Question

My mother says, in her childhood petrol was $ {\text{Rs}}{\text{.1}} $ a litre. It is $ {\text{Rs}}{\text{.52}} $ per litre today. By what percentage has the price gone up?

Answer 1

Hint: This question can be solved by using the percentage calculation formula. In this question there are two different price rates of the petrol for two different time periods and we have to find how much the price of the petrol has increased between that time period in terms of percentage. In order to solve this question, we first find the increase in the price of the petrol in Rs. per litre then using the percentage increase formula we calculate the percentage increase in the price of the petrol.

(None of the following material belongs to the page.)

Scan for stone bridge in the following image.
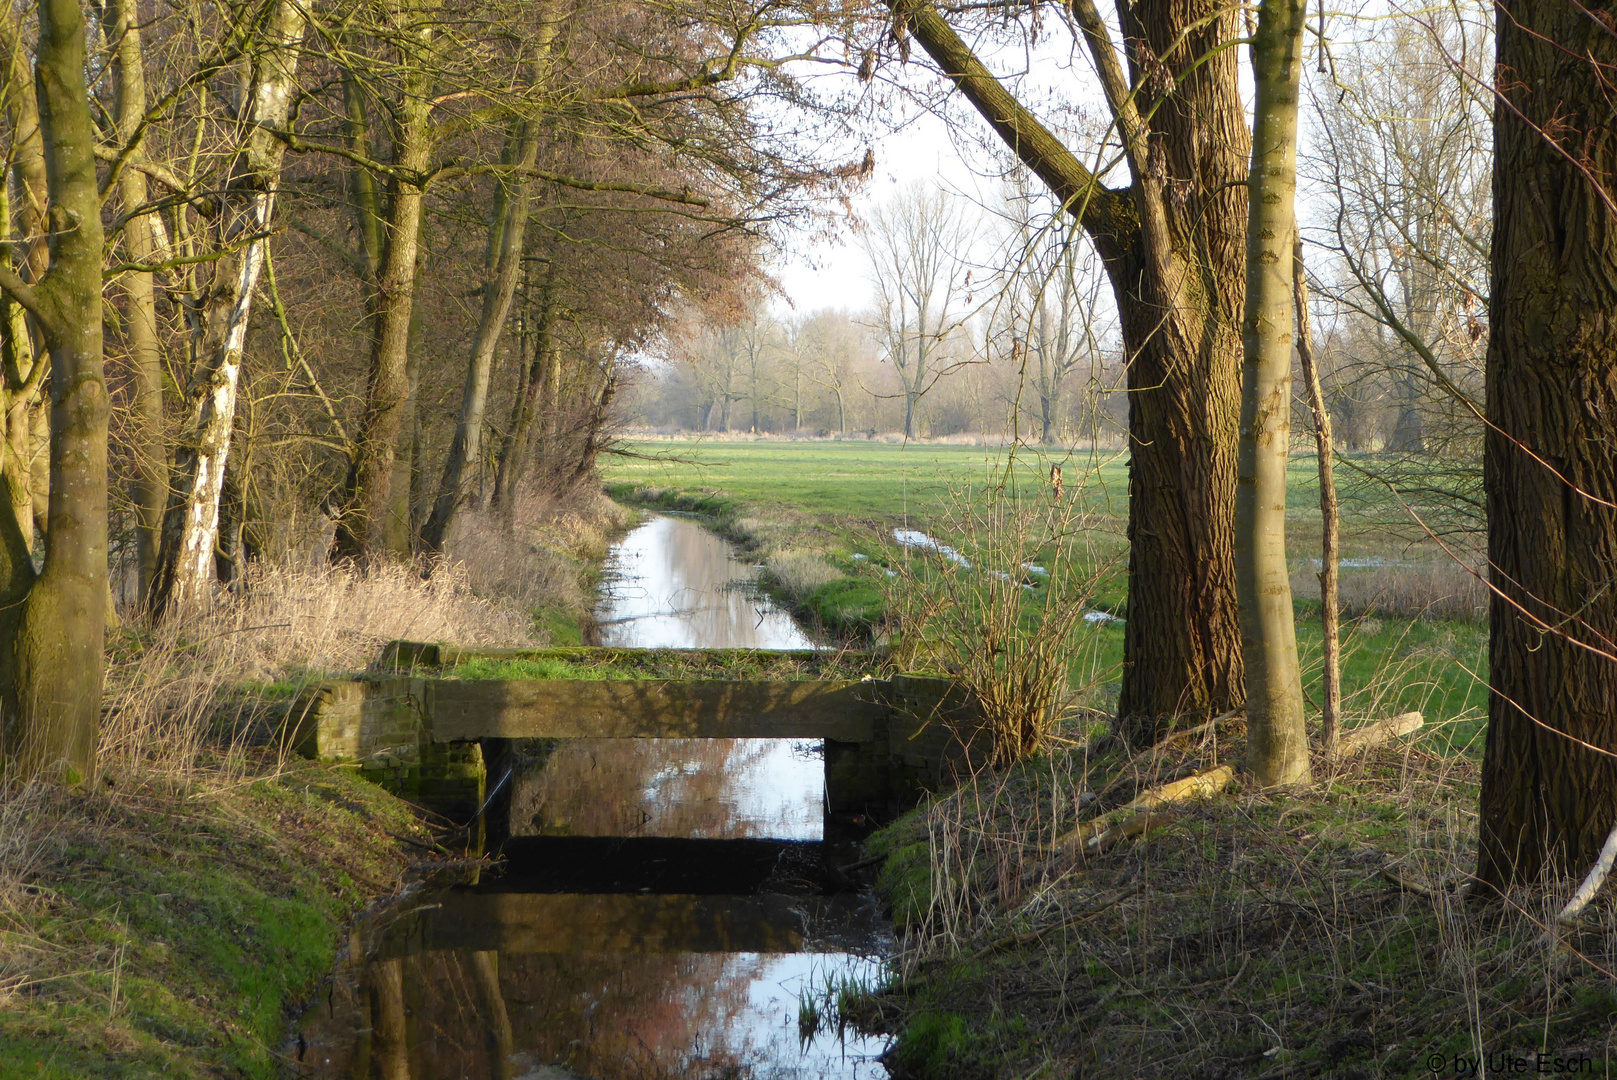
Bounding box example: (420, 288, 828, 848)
(284, 641, 984, 831)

Complete step-by-step answer:
Given:
The present price rate of the petrol $ = {\text{Rs}}{\text{.52 per litre}} $
The old price rate of the petrol $ = {\text{Rs}}{\text{.1 a litre}} $
So, the change or increase in the price of the petrol is the difference between the present price and the old price of the petrol.
Increase in the price $
 = 52 - 1\\
 = 51
 $
So, the increase in the price of the petrol is $ {\text{Rs}}{\text{.51 per litre}} $ between the old price and the present price.
And the percent increase in the price is calculated by the formula given below –
 $\Rightarrow \% {\text{increase = }}\dfrac{{{\text{increase in the price}}}}{{{\text{old price}}}} \times 100 $
Substituting the values of the increase in the price and the old price in the formula we get,
 $
\Rightarrow \% {\text{increase = }}\dfrac{{51}}{1} \times 100\\
 = 51 \times 100\\
 = 5100\%
 $
Therefore, the percentage increase in the price of the petrol is $ 5100\% $ .

Note: Make sure that the unit for the price rate for the petrol given in the question should be the same, if not then make them the same unit by using the required conversion formula. Then we can calculate the difference between two price rates and the percentage increase in the price rate of the petrol.